Corynespora blight is an important disease that mainly infects cucumber leaves and spreads through air or seed-borne transmission (Yu, 1981; Wang et al., 2013). In fact, wind and rain have been noted as important agents of dispersal of plant pathogen spores (Aylor, 1990). Since the disease affects leaves, crop residues may also be a source of inoculum for the onset of Corynespora blight in the field. Previous research has reported that the disease debris of peanut scab disease (Sphaceloma arachidis) is added to the soil. An investigation found that the incidence rate of peanut scab was high and that the disease was serious approximately 150 days after planting (Kearney et al., 2002). After burying the debris of dahlia smut disease into the soil, 15% of healthy plants exhibited symptoms of the disease after 4–6 weeks (Okaisabor, 1969). At present, research on the disease of infected leaves transmitted by wind or rain in soil has been reported, including Alternaria linicola, Cladosporium allii, and Colletotrichum acutatum (Yoshiaki, 1994; Vloutoglou et al., 2010; Jordan et al., 2010). In this study, the plant debris of Corynespora blight was mixed with soil, and disease spots appeared during the growth of cucumber, with DI values of 48.27 and 36.88. The analysis of the combined results of the pot and greenhouse experiments indicated that soil residues are a source of inoculum for the onset and development of Corynespora blight. Subsequently, diseased cucumber plants can become secondary inoculum sources during the growing season. C. cassiicola was collected and detected in the air of the greenhouse where the disease residue soil was mixed in the greenhouse by the PMA method, which revealed that the pathogens in the soil could be transmitted to the air. Will the residues of gray mold, downy mildew, early blight or leaf spot of vegetables also spread and infect plant leaves? The significance of wind has been noted in the dispersal of pathogens from the inoculum source in splash droplets increasing and the size of the inoculum particles decreasing (Aylor, 1990). High greenhouse humidity causes guttation raindrops to form from plant leaves (Singh, 2016) or film droplets to shed, which may also cause the spread of diseased soil residues (Gilet and Bourouiba, 2015; Mukherjee et al., 2021). However, the distinction between rain splash or wind as the dispersal mechanism for spores is not always clear and needs to be further verified.

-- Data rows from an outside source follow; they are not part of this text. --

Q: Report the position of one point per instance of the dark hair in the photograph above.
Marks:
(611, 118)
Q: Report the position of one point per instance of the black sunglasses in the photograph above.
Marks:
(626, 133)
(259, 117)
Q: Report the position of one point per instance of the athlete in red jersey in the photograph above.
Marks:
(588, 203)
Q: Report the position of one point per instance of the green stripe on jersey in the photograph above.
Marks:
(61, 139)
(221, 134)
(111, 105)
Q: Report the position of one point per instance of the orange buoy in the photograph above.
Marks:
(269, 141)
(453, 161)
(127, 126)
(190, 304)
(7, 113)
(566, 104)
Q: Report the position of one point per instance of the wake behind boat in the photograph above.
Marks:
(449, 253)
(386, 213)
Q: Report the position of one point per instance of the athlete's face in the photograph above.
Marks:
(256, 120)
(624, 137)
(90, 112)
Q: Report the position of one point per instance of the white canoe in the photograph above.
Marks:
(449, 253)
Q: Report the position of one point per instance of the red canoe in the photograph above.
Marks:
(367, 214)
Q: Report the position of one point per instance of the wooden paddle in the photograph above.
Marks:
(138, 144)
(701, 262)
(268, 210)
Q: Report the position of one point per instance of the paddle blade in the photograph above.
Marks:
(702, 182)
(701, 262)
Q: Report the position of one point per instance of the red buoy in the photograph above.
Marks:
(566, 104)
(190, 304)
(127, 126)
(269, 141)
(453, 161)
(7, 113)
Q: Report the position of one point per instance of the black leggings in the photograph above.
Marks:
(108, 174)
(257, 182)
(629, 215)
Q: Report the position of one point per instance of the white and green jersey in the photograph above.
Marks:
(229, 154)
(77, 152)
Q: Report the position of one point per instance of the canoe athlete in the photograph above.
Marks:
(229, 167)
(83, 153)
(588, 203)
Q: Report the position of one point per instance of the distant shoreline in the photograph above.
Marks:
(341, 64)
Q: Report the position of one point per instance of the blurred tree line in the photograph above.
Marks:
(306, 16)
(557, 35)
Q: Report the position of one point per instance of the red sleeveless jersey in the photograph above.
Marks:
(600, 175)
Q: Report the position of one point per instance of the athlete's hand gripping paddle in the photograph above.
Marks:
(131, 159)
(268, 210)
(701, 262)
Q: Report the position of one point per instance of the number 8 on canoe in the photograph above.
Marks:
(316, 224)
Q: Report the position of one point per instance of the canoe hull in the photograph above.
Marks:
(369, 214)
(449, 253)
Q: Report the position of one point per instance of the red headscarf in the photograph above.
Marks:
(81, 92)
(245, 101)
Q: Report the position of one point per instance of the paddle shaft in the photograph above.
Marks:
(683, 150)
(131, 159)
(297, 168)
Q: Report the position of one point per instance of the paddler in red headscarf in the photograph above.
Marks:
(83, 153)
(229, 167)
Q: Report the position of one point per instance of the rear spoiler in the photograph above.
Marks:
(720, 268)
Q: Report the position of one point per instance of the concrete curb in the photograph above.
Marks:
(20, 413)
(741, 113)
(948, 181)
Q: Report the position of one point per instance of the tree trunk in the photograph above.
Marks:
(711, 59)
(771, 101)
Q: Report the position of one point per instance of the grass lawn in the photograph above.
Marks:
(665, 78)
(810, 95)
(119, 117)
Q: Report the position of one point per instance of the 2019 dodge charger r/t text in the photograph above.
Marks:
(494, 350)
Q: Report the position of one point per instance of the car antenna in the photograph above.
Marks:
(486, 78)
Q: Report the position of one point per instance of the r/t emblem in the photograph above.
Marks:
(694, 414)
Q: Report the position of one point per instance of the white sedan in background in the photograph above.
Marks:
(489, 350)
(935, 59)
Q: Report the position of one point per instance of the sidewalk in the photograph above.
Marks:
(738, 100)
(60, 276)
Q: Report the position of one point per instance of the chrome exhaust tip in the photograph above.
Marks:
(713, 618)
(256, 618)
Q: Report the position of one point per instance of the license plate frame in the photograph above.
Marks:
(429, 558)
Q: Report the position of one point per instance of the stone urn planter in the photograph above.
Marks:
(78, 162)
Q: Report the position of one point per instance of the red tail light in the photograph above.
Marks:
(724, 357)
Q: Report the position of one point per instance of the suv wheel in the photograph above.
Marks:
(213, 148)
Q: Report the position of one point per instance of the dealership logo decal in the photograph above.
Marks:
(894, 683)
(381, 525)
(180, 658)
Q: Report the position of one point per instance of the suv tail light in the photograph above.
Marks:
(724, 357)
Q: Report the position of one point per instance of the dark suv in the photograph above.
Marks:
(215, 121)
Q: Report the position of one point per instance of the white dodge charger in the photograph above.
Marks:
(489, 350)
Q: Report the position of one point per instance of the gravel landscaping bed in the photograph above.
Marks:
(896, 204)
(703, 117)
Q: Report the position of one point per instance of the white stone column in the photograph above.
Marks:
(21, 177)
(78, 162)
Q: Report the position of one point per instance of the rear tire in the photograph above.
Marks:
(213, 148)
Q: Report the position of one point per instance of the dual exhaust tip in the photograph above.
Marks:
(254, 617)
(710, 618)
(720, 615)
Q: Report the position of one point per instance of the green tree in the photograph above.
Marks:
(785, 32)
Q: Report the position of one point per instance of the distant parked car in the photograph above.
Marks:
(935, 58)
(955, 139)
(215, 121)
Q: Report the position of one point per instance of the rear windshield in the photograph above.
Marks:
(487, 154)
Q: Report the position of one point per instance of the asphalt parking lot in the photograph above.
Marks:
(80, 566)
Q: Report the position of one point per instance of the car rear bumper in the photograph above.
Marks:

The suppressive effects of CaCN₂ on soil-borne diseases have been observed in a variety of crops (Shi et al., 2009; Hu et al., 2021). However, its effect on soil debris has rarely been studied. Herein, we showed that CC-CaCN₂ treatment could effectively inhibit the growth of Corynespora blight in soil from plant debris. The fertilizer CaCN₂ can also be used to sanitize soils; thus, it has fungicidal activity (Shi et al., 2009). CaCN₂ breaks down into hydrogen cyanamide in the soil, which is highly toxic to soil microbes (Shi et al., 2009). We observed that CaCN₂ can effectively reduce the pathogens in the soil residues, but it cannot completely kill them, indicating that CaCN₂ has the dual effect of inhibiting soil-borne pathogens and soil residues. It is worth noting that Corynespora blight disease was controlled at a relatively low level throughout the cucumber growth cycle. For the cucumber leaves treated with CaCN₂ in the pot experiment, the phenomenon of drug damage may be due to the small culture space and the poor effect of soil drying. The DI of cucumber Corynespora blight was 0 in the polyethylene film (CC-PE) treatment, which indicated that it can effectively block the transmission of C. cassiicola in the soil through the air and prevent infection of the leaves. However, C. cassiicola was still present in the soil in the CC-PE treatment, and the isolation of PE film blocks the transmission of soil residues (Yao et al., 2016).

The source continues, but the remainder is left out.